Some legends say that, when the man insisted that he was too beguiled by her beautiful eyes to resist her, she plucked them out and sent them to him, only to have her vision restored by God. For this reason, she is often portrayed in art holding a tray bearing two eyes.
Despite such drastic measures, Lucy’s betrothed would not be cast aside so easily. After three years of rejection from her, he went before the governor of Sicily and denounced Lucy as a Christian, a crime in the Roman Empire at that time. The governor sentenced Lucy to spend the rest of her days in a brothel, but when his guards tried to take her away, they were unable move her, even with a team of oxen. Undeterred, the governor ordered her to be burned alive. He had her surrounded by bundles of wood, but every time the wood was lit, it miraculously went out. Eventually, her persecutors ended her life by stabbing her in the throat with a spear.
A Dark Day
So what does this gruesome story have to do with Christmas? St. Lucy’s feast is December 13. Prior to the adoption of the Gregorian Calendar in 1582, this date coincided with the winter solstice, the shortest day of the year, and the start of longer days to come. That, and the part of her story where she regains her sight, have caused her feast day to be associated with light. In fact, her name, Lucia, means “light” in Latin. In Medieval Europe, many recited this rhyme during the solstice:
Lucy light, Lucy light,
Shortest day and longest night.
During the long night of St. Lucy’s Day, revelers fought the darkness with bonfires, torchlight processions, and all-night celebrations.
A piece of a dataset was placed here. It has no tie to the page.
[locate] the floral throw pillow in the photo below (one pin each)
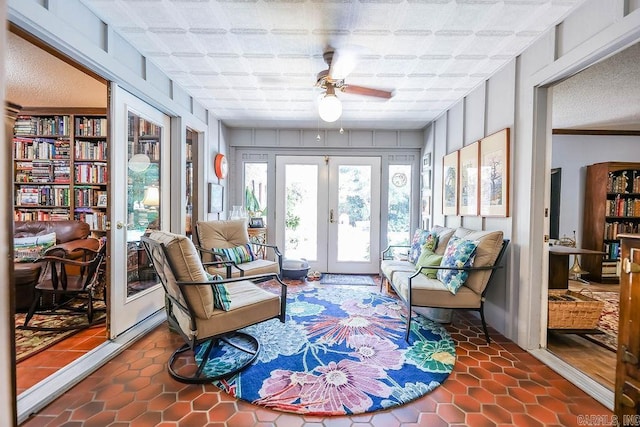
(422, 239)
(459, 253)
(429, 259)
(238, 254)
In her native Sicily, as well as in Scandinavia, Eastern Europe, and areas of the United States with large Scandinavian concentrations, Lucy’s feast day remains an important part of the holiday season.
In Swedish Saint Lucia festivities, it is traditional for the eldest daughter of the household to dress as Lucy, wearing a white gown with a red sash, and a wreath of candles on her head. The “Lucy Bride” serves coffee and sweets, especially St. Lucia buns, rich yeast-leavened sweet buns flavored with saffron, cinnamon, nutmeg, and currants.
The association of a white Christmas with clear weather during the feast of St. Lucy isn’t the only weather lore surrounding the day. Another legend claims that the weather on each of the twelve days from St. Lucy to Christmas Eve foretells the weather for the twelve months of the coming year.
So, if you want to know what the weather will be during the coming year, or at least on Christmas day, be sure to pay attention on December 13th!